Y el dolor, pienso. Cada una de estas palabras remueve un dolor. Y si el dolor callado une, el dolor escrito nos separa, de la familia, con precisión de bisturí.

—Siempre quise contar lo que nos pasó esa noche del ‘76 —confieso, con ese pudor supersticioso de revelar lo que se escribe—. Escribir esos diez minutos en que la patota estuvo en casa… Pero nunca pude. Porque siempre sentí que mi modo de escribir le daba a esa experiencia un sentido que no correspondía.

Miki no responde. Tengo terror de lo que pueda pensar. Pero también una especie de embriaguez de poder liberarme.

—Últimamente imaginé un relato que contara esos diez minutos varias veces, nombrándonos cada vez con palabras diferentes. Porque basta que nos nombremos de manera distinta para que varíe todo el relato, y sobre todo, el juicio del lector. Para algunos seremos, claro, héroes. Para otros, cómplices —digo, temblando—. Colaboracionistas.

Miki me mira como si exagerara. Entonces decido arriesgarme.

—¿Sabés qué hice yo, por ejemplo, mientras la patota daba vueltas por la casa y un tipo con una Itaka me tenía acorralado contra el piano? Me puse a tocar.

Deja de comer. Me avergüenzo, y al mismo tiempo, no puedo dejar de sonreír.

—Lo recordé hace poco, ¿podés creer? Leyendo una novela,
El silencio de Kind.
La protagonista hace eso, en distintas circunstancias. Da un concierto de piano ante un jerarca de la dictadura para poder acercársele después y preguntarle por su hermana desaparecida. Pero, ¿por qué toqué el piano, yo?

Terminamos hablando de música. Pero no digo lo que hicieron mi madre, mi padre, aquella noche. Y cuando me despido, me duele el estómago.

E
N EL MICRO
de vuelta, atravesando la franja de pampa que bordea el río sin otra orilla, ¿por qué no podía dejar de pensar en Miki? Ni de temblar. ¿Por la vieja vergüenza de haberme abierto demasiado a otro varón? ¿Pero en qué me había abierto? ¿Y qué temía que pudiera pasarme? ¿O acaso tenía terror de que la mirada del otro me revelara lo que soy, o lo que verdaderamente había hecho, aquella noche? No, quizá no debía declarar ante Miki ni ante nadie. Quizá solo la literatura podría perdonar. La literatura, ese lector futuro.

¿Y
CÓMO
se enteró mi madre del asalto a los Chagas?

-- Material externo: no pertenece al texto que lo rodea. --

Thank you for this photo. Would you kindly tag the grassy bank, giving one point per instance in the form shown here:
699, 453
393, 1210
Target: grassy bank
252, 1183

Quizá por los herreros que llegaron a casa a media tarde del lunes para tomar medidas, mientras yo comía con Miki en Buenos Aires, y ella los dejó pasar contra mis prevenciones sobre los desconocidos. Quizá por la paraguaya mucama de los Chagas que vino después a traer revistas, y le dijo, llorando de resentimiento, que quería abandonar de una vez a «esos dos mierdas» para emplearse aquí, para cuidar a mi madre, «porque esto ya es el colmo» (Nota: si me hubieran llamado a declarar habría agregado: los sirvientes de Chagas no guardan el secreto). Y mi madre, que en su sordera apenas si podía escucharla, casi descompuesta de terror, creyó entender que había quedado a solas con «la entregadora». Como quiera, habría bastado mucho menos para que mi madre entendiese: «A los vecinos de al lado
les entraron
». «Y también con nosotros, si quisieran, lo harían. Y lo harán.»